I’d like to first say, that I am not a security expert. However, since almost every internet user could be affected by the Heartbleed bug, I thought it would be useful to share some information from reputable sources to address some concerns and questions.
What is Heartbleed?
Heartbleed is a security flaw in one of the security protocols commonly used on the Internet. This bug exposes sensitive information to theft and puts websites around the world at risk, including several large businesses and social media websites.
What should I do about Heartbleed? Should I change all my passwords?
Experts from several sites have stated that changing your password before the affected site fixes the issue, will NOT help. What you need to do is verify that the site has been fixed (or not affected) and THEN update your password.

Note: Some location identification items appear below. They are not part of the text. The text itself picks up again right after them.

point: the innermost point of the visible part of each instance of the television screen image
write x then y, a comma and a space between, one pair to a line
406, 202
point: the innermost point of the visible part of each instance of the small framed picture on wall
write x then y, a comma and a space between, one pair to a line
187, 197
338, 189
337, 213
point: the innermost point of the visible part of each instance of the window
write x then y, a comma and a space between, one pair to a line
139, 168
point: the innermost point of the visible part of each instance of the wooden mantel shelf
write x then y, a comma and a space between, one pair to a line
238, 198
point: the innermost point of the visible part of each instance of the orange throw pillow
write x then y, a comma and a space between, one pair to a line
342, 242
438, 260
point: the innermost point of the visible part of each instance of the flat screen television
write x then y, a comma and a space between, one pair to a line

Which sites have been affected?
According to several sources, for the majority of users, their data is only at risk from Heartbleedwhen they use an affected site. Mashable.com has reached out to many of the popular sites used frequently and complied a list of their responses about whether they were affected and what their recommends are for consumers on changing their passwords.
According to Krebbs Security Blog – consumers need to be proactive about protecting their data.
Check for Heartbleed Issues before using a site
- Double check that the site has updated their security first
- Search the site for the company’s statement
- Use one of the tools developed to check for Heartbleed to check (note – none of these is foolproof)
- “Avoid responding to emailed invitations to reset your password; rather, visit the site manually, either using a trusted bookmark or searching for the site in question.” ~Krebbs
Protect your personal information on the web
Setting a strong password that you can remember – The Guardian.com – Setting a Strong Password
Easy steps you can take today – Forbes.com on Protecting your Privacy
How will Heartbleed affect the Internet in the future?
If this event causes consumers to be more cautious when using the web, then, personally, I would consider that to be a good thing. The internet allows consumers to be more educated, that includes learning to protect our privacy.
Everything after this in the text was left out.